I’ve done so much experimentation with GFW pre pandemic while staying in China for extended period of times. I was always amazed at how quickly they would catch up on my shadowsocks, random ssh tunnels…etc. 48 hours top before I had to rotate IPs. This report seems to indicate this is now instant?
Fwiw My most reliable trick ended up piggie-backing off of a physical line going into Hong Kong from Shenzhen, and when roaming around China, using a vpn to get to that shenzhen gateway. As far as I can recall, that always worked. This led me to believe that most of the vpn traffic analysis (and blocking)was done at the edge of the GFW and not inside of it. Again, this could be outdated by now.
I tried to setup a shadowsocks server to bypass the GFW about 2 weeks ago. Server was hosted on my local network in Australia (with public IP), client was connecting from China (using the server IP).
It was blocked immediately and the client could not connect. I had several unknown IPs try to connect prior to the attempted connection.
I was stunned at how water tight the GFW is, it's really unfortunate as I would love to work/travel through China but cannot due to needing an active internet connection.
Yeah pdf of report says that blocking is instant as of 2021. Also completely agree with the need for an active connection to do work. A lot of the software/hacker devs I knew have left China all together in the last 3-4 years. Inability to look up stuff reliably (even on working VPN providers) was one of the reasons cited by a few.
A fellow Aussie currently in China, a Trojan [0] server has been working fine for the last week I've been here. I've got it hosted through a VPS (smaller provider) in LA. While it's a bit of a pain to setup, reliability has been pretty decent (with occasional? short breaks) and definitely useable - my laptop is connected 24/7 and I can access the unfiltered web, including video, just fine. V2ray also supposedly works quite well, but I haven't looked into it.
Last time I went to China (2018) you could simply get a China Unicom Hong Kong SIM card and then use that to roam in mainland China. With that you'd get the Hong Kong censorship level, which is much much less restrictive. No VPN or anything needed apart from the SIM card itself.
I'm in China right know with a Mainland/Macao/HK eSIM. My Chinese friend has to use a VPN to access Instagram as did I when I was connected via WiFi in mainland China. Using the eSIM connection I could access Instagram and Youtube without any issues, likewise here in Hongkong (with WiFi).
I didn't investigate how large the difference is, but Hongkong traffic is still treated more liberal.
There's a more straightforward way: roam with a foreign sim card.

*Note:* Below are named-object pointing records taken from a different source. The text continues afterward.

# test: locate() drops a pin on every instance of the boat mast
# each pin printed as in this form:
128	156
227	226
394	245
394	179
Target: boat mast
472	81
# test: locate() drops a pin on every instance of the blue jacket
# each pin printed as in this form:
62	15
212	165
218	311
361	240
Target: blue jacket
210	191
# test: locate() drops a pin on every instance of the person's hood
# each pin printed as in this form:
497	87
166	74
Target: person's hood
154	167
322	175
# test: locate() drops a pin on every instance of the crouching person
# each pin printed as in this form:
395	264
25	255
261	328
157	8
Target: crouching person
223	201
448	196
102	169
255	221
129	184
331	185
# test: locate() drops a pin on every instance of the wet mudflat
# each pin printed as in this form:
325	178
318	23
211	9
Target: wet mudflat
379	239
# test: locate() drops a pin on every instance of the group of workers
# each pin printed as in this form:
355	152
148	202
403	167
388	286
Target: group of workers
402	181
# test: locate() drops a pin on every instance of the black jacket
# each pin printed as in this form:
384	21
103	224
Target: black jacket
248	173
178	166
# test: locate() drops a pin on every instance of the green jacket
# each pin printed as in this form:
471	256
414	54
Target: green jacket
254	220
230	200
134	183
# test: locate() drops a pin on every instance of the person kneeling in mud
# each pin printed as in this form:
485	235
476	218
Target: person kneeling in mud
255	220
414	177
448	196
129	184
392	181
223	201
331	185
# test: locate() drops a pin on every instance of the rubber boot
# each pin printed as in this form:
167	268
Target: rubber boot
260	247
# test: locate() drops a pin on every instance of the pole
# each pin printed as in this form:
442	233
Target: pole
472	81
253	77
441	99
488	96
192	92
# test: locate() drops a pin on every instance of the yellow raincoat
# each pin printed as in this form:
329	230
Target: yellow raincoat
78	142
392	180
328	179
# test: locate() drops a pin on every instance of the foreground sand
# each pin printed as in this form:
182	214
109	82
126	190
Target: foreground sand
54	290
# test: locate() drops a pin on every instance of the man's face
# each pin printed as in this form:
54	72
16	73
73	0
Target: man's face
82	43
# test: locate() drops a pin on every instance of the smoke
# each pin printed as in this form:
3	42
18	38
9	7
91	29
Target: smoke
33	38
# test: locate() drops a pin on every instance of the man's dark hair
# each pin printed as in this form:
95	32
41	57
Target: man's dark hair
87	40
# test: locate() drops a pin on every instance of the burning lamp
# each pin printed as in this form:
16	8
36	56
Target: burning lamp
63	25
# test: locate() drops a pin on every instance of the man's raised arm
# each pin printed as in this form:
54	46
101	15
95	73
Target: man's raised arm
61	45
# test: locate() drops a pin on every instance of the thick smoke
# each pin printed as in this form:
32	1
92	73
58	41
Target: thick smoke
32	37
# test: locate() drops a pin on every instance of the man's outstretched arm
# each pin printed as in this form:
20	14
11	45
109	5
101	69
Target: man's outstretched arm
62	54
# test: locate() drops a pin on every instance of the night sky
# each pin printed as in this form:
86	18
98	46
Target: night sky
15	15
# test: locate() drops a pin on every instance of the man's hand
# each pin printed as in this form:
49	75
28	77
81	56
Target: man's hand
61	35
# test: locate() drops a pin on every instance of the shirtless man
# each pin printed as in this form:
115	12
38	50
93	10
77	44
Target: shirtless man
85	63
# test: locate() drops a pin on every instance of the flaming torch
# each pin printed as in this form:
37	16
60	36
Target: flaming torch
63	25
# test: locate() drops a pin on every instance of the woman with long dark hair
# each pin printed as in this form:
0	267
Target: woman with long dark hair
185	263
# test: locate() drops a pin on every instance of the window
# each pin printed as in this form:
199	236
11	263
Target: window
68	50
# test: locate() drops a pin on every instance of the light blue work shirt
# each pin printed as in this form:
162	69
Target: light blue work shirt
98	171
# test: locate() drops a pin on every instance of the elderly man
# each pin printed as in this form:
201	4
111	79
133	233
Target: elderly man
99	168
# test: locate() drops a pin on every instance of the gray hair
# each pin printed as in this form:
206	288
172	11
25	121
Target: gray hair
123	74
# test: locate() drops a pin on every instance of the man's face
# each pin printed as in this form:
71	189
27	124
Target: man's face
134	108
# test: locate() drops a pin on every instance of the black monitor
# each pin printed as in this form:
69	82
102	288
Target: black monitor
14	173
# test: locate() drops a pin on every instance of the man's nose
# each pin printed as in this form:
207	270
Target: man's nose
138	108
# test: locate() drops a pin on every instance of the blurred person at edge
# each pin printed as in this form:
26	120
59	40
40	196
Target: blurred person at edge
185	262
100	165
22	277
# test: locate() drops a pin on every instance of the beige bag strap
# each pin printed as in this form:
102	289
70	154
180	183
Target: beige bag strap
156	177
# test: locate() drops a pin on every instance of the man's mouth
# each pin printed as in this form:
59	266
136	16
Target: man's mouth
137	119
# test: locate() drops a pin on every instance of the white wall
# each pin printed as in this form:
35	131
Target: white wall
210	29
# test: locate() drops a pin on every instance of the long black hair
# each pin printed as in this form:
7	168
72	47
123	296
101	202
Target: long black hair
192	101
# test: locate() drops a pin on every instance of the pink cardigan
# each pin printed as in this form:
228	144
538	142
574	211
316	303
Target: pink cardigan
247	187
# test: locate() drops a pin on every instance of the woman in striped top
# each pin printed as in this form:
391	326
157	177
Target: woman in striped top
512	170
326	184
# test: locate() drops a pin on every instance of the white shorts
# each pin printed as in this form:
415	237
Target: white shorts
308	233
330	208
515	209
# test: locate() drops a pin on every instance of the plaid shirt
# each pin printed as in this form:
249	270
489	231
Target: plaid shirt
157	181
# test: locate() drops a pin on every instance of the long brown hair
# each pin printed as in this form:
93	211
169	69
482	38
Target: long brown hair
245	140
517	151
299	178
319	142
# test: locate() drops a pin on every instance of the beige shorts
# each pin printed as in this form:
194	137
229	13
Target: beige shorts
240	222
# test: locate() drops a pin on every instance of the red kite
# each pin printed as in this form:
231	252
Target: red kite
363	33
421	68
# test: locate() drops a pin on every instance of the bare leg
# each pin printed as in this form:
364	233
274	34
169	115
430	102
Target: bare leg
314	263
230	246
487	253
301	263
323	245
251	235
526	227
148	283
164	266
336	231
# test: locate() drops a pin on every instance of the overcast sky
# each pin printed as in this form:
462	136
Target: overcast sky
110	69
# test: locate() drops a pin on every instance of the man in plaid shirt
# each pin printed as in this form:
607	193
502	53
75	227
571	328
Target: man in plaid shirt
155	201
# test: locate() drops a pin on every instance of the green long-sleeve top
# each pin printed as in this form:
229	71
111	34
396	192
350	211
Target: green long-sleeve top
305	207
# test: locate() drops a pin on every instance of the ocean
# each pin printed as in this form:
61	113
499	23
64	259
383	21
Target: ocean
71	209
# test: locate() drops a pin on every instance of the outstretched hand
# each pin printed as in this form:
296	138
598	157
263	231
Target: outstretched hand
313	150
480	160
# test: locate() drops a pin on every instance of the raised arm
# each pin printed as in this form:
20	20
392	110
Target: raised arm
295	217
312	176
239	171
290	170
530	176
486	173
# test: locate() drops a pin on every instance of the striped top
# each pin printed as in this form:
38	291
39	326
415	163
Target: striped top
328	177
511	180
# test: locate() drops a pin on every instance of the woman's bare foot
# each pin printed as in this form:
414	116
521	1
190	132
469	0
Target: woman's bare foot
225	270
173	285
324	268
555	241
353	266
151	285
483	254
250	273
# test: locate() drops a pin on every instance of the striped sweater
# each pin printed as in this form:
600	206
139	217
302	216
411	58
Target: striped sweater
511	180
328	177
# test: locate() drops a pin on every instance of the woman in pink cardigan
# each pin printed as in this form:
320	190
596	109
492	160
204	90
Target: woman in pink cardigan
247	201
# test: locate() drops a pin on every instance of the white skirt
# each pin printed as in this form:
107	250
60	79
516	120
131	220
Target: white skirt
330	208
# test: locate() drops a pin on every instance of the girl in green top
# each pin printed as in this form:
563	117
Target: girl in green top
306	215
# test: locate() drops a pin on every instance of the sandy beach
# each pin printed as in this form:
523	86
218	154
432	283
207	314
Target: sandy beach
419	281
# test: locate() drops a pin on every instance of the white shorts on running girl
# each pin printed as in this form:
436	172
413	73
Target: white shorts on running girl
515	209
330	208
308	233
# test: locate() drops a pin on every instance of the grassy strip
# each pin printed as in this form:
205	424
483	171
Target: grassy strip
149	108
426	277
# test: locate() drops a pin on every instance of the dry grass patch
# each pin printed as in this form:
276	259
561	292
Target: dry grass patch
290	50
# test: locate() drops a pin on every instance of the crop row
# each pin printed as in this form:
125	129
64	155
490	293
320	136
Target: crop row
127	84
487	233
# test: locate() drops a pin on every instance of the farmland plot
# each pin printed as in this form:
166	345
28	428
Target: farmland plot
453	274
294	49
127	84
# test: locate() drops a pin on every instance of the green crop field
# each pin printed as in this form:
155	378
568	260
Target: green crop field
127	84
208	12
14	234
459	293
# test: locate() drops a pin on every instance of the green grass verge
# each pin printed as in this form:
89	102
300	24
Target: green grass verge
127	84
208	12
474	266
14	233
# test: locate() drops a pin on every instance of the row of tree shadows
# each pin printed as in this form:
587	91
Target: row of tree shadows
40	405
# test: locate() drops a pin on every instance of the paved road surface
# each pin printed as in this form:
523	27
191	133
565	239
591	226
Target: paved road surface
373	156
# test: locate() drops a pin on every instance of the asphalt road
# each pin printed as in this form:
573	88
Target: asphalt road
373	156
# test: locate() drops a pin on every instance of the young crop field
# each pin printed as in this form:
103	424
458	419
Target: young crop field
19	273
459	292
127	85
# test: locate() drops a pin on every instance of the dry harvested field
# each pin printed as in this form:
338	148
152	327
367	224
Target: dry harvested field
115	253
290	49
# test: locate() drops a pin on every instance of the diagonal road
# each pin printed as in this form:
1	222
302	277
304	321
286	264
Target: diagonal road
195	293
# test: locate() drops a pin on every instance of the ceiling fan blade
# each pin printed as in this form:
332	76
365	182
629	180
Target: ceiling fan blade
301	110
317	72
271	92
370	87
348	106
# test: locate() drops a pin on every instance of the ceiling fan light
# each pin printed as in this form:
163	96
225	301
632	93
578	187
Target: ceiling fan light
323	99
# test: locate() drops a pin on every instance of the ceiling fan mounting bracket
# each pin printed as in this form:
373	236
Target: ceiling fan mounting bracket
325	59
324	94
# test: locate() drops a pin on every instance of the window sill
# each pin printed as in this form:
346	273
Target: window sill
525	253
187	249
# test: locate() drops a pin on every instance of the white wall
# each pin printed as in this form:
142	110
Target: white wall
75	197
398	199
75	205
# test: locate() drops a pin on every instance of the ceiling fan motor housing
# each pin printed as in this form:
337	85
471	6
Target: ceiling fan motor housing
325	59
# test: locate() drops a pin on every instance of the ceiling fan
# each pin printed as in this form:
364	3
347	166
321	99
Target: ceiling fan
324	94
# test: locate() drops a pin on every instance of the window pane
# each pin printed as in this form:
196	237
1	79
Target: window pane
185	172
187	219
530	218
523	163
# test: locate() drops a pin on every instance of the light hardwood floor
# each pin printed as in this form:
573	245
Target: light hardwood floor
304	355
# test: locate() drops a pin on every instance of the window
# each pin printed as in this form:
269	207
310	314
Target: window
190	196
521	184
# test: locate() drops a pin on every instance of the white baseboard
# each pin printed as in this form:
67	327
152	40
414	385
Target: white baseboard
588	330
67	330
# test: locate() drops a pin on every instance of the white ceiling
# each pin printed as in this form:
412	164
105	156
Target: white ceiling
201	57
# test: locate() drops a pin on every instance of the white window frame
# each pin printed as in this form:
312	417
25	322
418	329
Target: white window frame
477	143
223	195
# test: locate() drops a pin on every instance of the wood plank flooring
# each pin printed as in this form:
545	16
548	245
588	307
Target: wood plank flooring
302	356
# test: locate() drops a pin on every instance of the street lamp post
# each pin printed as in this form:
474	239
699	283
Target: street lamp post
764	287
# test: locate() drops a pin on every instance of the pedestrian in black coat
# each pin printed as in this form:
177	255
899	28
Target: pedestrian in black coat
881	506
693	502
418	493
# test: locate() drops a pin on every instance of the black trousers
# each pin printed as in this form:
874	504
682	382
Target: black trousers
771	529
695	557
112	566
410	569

Roaming traffic is tunneled to your home telco and for whatever reason the tunnel isn't inspected at all. With the advent of esims you can buy a roaming sim and use it on your phone within minutes.
Can you activate it while abroad though? After I moved away from the UK I still had to have a UK mobile phone for various things. My UK sim would stop working after about a year away. When buying a new one I had to get someone in UK to put it in their phone to let it at least once connect to the home network. Without it the card would be useless. Is using foreign sim cards now easier?
eSIMs just need a data connection back to the SM-DP server and that can be done over Wi-Fi. I don't think that protocol is blocked that they talk to it, and the SM-DP vendors on the market are typically "global" providers that work with multiple operators.
EDIT: I checked myself to be sure. It's "RAM over HTTP(s)" -- "Remote Application Management" of the eSIM. GFW doesn't block HTTPS, so you should be able to get provisioned to any carrier worldwide while inside the firewall.
There are esims explicitly targeted to travelers. Those are the ones you want. In my experience they don't have any activation restrictions like the ones you describe
Many years back I was running a socks proxy for access while in China and I found that it worked great in Shanghai but was rapidly blocked (or degraded in some fashion) in Hangzhou. That seemed internal and not edge but I do no really know how they were interfering with it. Given Hangzhou's tech expertise it just may be the ISP there was more capable and up to date?
Was there an international event in Shanghai at that time? If they expected a large number of foreigners in a particular region they would relax the censorship in that particular region. They could even do it per hotel room where hotel rooms booked by foreigners automatically have lesser interference between GFW.
That might be it. I was there every year for about a 15 year period but this may have been around the time of the 2010 Expo. Though I was not in hotels, I was in apartments (ones owned and lived in by Chinese, not foreigners).
Yes but they are unfortunately targeted more than other censorship circumvention tools. Since everyone knows Tor/Obfs4/Snowflake it's easier to get your research published if you work on detecting that.
They certainly could, but I assume there’s an understanding among officials that to do so would cripple certain sectors of the economy. Certain kinds of work would grind to a halt. I’d wager that a majority of non-Chinese residents would leave the country.
Fwiw My most reliable trick ended up piggie-backing off of a physical line going into Hong Kong from Shenzhen, and when roaming around China, using a vpn to get to that shenzhen gateway. As far as I can recall, that always worked. This led me to believe that most of the vpn traffic analysis (and blocking)was done at the edge of the GFW and not inside of it. Again, this could be outdated by now.